Abstract
Large Language Models (LLMs) are increasingly being used for interactive decision-making tasks requiring planning and adapting to the environment. Recent works employ LLMs-as-agents in broadly two ways: iteratively determining the next action (iterative executors) or generating plans and executing sub-tasks using LLMs (plan-and-execute). However, these methods struggle with task complexity, as the inability to execute any sub-task may lead to task failure. To address these shortcomings, we introduce As-Needed Decomposition and Planning for complex Tasks (ADaPT), an approach that explicitly plans and decomposes complex sub-tasks as-needed, i.e., when the LLM is unable to execute them. ADaPT recursively decomposes sub-tasks to adapt to both task complexity and LLM capability. Our results demonstrate that ADaPT substantially outperforms established strong baselines, achieving success rates up to 28.3% higher in ALFWorld, 27% in WebShop, and 33% in TextCraft -- a novel compositional dataset that we introduce. Through extensive analysis, we illustrate the importance of multilevel decomposition and establish that ADaPT dynamically adjusts to the capabilities of the executor LLM as well as to task complexity.

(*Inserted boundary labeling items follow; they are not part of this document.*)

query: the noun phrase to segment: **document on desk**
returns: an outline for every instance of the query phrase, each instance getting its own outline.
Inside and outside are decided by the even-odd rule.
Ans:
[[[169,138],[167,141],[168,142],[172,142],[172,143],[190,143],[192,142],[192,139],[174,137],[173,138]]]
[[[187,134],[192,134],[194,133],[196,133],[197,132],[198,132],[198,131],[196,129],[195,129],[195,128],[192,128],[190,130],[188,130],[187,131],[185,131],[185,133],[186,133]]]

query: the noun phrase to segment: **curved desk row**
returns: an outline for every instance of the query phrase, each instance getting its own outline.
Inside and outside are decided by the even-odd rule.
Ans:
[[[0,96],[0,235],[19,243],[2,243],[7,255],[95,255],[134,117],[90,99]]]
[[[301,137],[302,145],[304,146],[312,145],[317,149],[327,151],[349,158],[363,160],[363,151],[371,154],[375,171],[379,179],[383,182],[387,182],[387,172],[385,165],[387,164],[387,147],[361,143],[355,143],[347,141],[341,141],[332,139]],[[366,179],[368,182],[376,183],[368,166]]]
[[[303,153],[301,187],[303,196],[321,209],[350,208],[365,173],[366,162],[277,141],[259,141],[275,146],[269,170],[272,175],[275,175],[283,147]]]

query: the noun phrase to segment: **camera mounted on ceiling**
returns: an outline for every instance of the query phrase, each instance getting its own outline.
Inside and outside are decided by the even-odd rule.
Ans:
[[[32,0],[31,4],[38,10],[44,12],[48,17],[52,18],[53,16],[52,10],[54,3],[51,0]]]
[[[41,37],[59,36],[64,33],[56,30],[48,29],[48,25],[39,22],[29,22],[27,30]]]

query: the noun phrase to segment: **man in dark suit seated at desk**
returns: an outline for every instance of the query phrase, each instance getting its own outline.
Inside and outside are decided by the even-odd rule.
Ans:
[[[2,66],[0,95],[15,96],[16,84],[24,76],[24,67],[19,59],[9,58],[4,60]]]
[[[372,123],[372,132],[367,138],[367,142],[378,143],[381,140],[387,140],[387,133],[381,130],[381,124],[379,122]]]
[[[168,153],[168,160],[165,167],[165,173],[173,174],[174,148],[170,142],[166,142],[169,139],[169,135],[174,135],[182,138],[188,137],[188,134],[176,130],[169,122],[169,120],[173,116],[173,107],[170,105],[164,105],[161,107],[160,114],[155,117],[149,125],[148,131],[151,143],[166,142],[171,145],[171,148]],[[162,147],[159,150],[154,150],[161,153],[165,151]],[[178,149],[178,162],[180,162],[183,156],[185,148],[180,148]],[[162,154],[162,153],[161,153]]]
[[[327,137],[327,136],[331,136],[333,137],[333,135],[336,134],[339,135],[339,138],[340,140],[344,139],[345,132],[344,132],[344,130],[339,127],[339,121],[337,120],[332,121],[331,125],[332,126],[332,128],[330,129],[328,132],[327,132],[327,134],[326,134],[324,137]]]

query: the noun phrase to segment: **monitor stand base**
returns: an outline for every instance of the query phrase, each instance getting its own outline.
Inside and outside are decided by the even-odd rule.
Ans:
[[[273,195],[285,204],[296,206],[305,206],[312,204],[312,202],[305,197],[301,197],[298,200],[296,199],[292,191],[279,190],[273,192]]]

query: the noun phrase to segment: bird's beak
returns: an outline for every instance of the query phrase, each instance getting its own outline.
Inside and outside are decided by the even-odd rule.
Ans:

In the example above, the overall task of putting a clean mug on a desk in an unfamiliar household is too complex for the model, leading to the failure of the iterative executor. While a plan-and-execute-style approach initially breaks down the task into three sub-tasks, it falls short in accounting for the complexity of finding a mug. Therefore, ADaPT employs its recursive structure to dynamically adapt to execution failures (assessed by LLMs), by further decomposing the complex sub-task of finding a mug via the planner.